Timeout churn: logs show repeated Navigation timeout, Page load timed out, HTTP/network failures, or the same URL families before restart messages.
Download/frontier churn: the content report shows repeated failures or sampled WARC cost dominated by documents/media/archive paths rather than HTML pages.
Storage instability: metrics or logs show output_dir_errno=107, log_probe_errno=107, unreadable state/log files, or permission errors.
State/metrics drift: DB still says running, but there is no active crawl container and no fresh crawlStatus or WARC activity.

Confirm Progress Before Recovering

Use the newest combined log and recent WARCs for the job:

JOBDIR="/srv/healtharchive/jobs/<source>/<JOB_DIR>"
LOG="$(ls -t "${JOBDIR}"/archive_*.combined.log | head -n 1)"

rg -n '"context":"crawlStatus"' "${LOG}" | tail -n 10
rg -n 'Navigation timeout|Page load timed out|ERR_HTTP2_PROTOCOL_ERROR|Transport endpoint is not connected|Permission denied|No space left on device|Attempting adaptive container restart|Max restarts' "${LOG}" | tail -n 200
find "${JOBDIR}" -name '*.warc.gz' -printf '%TY-%Tm-%Td %TT %p\n' 2>/dev/null | sort | tail -n 10

Interpretation:

If crawlStatus is still moving and recent WARCs are appearing, keep the job running long enough to capture the repeated failing URL or pattern.
If progress is flat and the job is near or at budget exhaustion, recover it.

Recovery

Before running any recovery command below, confirm whether the proposed fix depends on backend repo changes (for example: new scope filters, updated reconcile logic, or changed worker/watchdog behavior). If it does, deploy that repo change on the VPS first and verify the live checkout contains it before proceeding.

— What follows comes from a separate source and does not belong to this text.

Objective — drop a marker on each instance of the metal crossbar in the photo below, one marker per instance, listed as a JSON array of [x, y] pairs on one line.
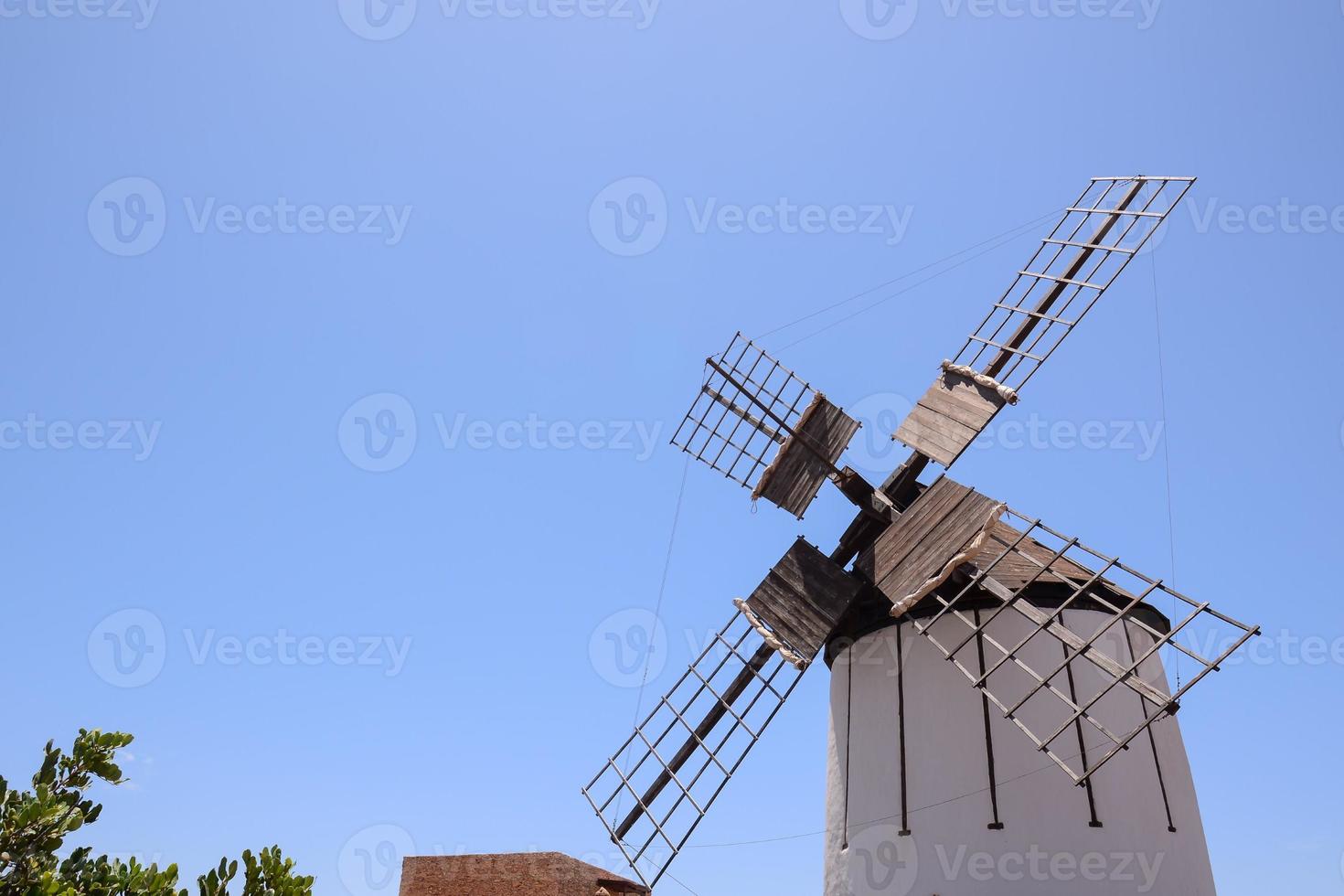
[[1092, 243], [745, 411], [1052, 589], [649, 798]]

Do not run reconcile/recover commands against an undeployed fix.

Storage branch

If the evidence shows hot-path storage failures (Errno 107, unreadable output/log/state paths), follow the canonical storage repair flow:

sudo systemctl stop healtharchive-worker.service
Repair the stale mount using: docs/operations/playbooks/storage/storagebox-sshfs-stale-mount-recovery.md
Recover the stale job row:

set -a; source /etc/healtharchive/backend.env; set +a
/opt/healtharchive/.venv/bin/healtharchive recover-stale-jobs --older-than-minutes 5 --apply --source <source> --limit 1
sudo systemctl start healtharchive-worker.service

Do not increase restart budgets until storage is healthy.

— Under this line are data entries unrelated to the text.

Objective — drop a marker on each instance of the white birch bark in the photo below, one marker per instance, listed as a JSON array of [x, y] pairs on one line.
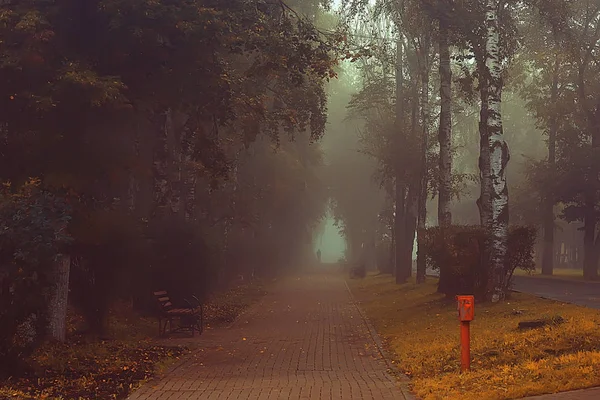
[[421, 261], [498, 159]]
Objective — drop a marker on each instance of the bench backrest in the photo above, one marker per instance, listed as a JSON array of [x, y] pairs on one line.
[[164, 303]]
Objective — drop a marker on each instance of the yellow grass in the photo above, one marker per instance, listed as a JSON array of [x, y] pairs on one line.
[[421, 330]]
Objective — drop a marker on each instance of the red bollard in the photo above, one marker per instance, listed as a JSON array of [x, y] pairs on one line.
[[466, 313]]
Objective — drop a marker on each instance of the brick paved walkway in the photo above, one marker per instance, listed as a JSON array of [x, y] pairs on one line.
[[589, 394], [304, 340]]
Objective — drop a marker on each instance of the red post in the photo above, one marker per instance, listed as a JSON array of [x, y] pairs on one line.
[[466, 313], [465, 346]]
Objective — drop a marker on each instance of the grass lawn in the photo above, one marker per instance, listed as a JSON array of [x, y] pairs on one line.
[[110, 368], [421, 331]]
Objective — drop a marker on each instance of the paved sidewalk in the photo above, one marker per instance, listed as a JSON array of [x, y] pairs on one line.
[[582, 293], [305, 340], [589, 394]]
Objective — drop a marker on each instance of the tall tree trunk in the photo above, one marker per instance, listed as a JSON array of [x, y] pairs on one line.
[[59, 298], [590, 250], [497, 227], [445, 130], [393, 249], [400, 231], [548, 206], [400, 192], [161, 168], [421, 260]]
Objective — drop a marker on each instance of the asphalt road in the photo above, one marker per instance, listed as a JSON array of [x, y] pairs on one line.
[[581, 293]]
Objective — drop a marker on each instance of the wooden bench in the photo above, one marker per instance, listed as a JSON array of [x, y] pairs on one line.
[[190, 318]]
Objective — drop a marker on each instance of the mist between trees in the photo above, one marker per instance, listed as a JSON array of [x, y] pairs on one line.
[[181, 145]]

Timeout / stalled crawl branch

If storage is healthy but the crawl is churning on timeouts or no longer making progress:

sudo systemctl stop healtharchive-worker.service

set -a; source /etc/healtharchive/backend.env; set +a
/opt/healtharchive/.venv/bin/healtharchive recover-stale-jobs \
  --older-than-minutes 5 \
  --require-no-progress-seconds 3600 \
  --apply \
  --source <source> \
  --limit 1

sudo systemctl start healtharchive-worker.service

If the same URLs keep repeating across retries, capture them and consider scope or timeout tuning after the incident is stabilized.

State / metrics drift branch

If the row is stale (running in DB, no live crawl process, no fresh progress), reconcile it before assuming the crawl is still active:

sudo systemctl stop healtharchive-worker.service

set -a; source /etc/healtharchive/backend.env; set +a
/opt/healtharchive/.venv/bin/healtharchive recover-stale-jobs --older-than-minutes 5 --apply --source <source> --limit 1

sudo systemctl start healtharchive-worker.service

Then confirm the per-job metrics no longer show the old running state.

Escalation Guidance

Only increase max_container_restarts when all of these are true:

storage is healthy
the crawl is still producing fresh crawlStatus updates and recent WARCs
the restart churn looks intermittent rather than continuous thrash

If those conditions are not met, raising the budget usually extends a broken run without improving completeness.